My lab uses molecular genetic approaches to address two questions in neurobiology. In our first project, we are interested in how different neurotransmitters affect the behavior of an organism. We are using the nematode Caenorhabditis elegans as our model system and have focused on examining the role of a specific class of neurotransmitter, the neuropeptides. We are interested in the family of FMRFamide-related peptides, which have been implicated in pain modulation in mammals. At least 31 genes encode FMRFamide-related peptides, or FLPs, in C. elegans. To understand the role of the different flp genes, we have begun the task of determining the expression pattern and knocking out each flp gene. Although there is functional overlap between the genes, inactivation of certain flp genes leads to behavioral defects, including defects in movement, reproduction, oxygen response, and fat accumulation. Insights into the role of the flp genes may reveal how neuropeptides are used in mammalian systems as well as in parasitic nematodes, which infect over one billion people worldwide.

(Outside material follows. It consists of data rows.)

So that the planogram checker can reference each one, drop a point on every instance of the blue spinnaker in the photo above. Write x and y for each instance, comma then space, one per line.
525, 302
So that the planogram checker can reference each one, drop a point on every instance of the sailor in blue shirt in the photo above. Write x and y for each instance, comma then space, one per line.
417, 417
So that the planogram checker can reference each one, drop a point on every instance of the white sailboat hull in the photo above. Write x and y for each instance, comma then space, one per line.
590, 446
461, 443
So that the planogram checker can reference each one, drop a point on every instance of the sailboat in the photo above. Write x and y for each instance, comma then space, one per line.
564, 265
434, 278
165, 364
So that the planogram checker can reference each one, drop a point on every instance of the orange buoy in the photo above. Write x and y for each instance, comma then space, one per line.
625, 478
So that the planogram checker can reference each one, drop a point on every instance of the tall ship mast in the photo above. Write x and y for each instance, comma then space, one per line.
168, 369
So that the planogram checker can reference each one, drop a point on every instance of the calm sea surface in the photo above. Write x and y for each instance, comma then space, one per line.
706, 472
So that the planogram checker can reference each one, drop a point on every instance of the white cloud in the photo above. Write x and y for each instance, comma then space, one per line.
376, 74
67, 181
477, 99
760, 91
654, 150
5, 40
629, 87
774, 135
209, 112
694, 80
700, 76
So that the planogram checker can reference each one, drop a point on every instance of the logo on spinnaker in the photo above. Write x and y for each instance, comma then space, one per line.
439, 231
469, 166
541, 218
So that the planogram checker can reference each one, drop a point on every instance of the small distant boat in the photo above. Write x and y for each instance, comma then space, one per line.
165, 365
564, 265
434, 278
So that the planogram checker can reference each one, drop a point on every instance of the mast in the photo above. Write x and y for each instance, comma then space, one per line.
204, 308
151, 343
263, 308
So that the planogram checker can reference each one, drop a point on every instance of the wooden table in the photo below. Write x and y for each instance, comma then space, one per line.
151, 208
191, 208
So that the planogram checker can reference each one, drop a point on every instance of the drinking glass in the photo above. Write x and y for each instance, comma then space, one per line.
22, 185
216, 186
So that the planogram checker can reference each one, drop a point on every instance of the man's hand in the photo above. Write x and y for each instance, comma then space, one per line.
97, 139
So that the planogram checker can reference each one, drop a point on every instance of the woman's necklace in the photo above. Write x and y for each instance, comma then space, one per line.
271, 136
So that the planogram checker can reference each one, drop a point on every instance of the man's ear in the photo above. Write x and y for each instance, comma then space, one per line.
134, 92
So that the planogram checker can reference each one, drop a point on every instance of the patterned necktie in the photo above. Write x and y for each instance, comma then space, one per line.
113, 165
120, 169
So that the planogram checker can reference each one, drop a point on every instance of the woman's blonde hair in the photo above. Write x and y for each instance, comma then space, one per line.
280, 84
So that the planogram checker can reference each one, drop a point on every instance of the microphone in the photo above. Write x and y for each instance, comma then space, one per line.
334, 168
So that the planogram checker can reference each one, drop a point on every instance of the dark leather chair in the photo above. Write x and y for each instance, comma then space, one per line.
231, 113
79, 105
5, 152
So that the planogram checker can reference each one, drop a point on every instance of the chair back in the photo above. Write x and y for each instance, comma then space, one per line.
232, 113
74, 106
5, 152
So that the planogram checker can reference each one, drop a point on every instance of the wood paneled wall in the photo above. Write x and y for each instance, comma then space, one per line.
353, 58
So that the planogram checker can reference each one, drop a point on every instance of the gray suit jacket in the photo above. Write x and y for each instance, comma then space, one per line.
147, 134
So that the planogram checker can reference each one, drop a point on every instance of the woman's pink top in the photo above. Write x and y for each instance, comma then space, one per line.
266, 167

In a second project, we are using C. elegans as a model to examine genes implicated in neurodegenerative disorders. Mutations in the human APP gene have been linked to familial Alzheimer's Disease. The functions of APP and APP-related genes in humans, however, are unclear. C. elegans contains one APP-related gene, apl-1, which encodes a protein that is highly similar to human APP. apl-1 has an essential function in C. elegans. Loss of apl-1 disrupts several developmental processes, including molting and morphogenesis, and results in larval lethality. Expression of the extracellular domain of APL-1 is sufficient to rescue the apl-1 lethality, suggesting that apl-1 acts non-cell autonomously as a signaling molecule. Overexpression of APL-1 also causes several phenotypes, including an incompletely penetrant lethality, suggesting that levels of APL-1 need to be tightly regulated to ensure the animal’s viability. We are examining the role of apl-1 and identifying the genes that act in the same pathway as apl-1. Although different organisms may use APP and related proteins in different functional contexts, the pathways in which they function and the molecules with which they interact are likely to be conserved. Hence, identification of pathways relevant to APL-1 may provide insights into the roles and cellular pathways of human APP.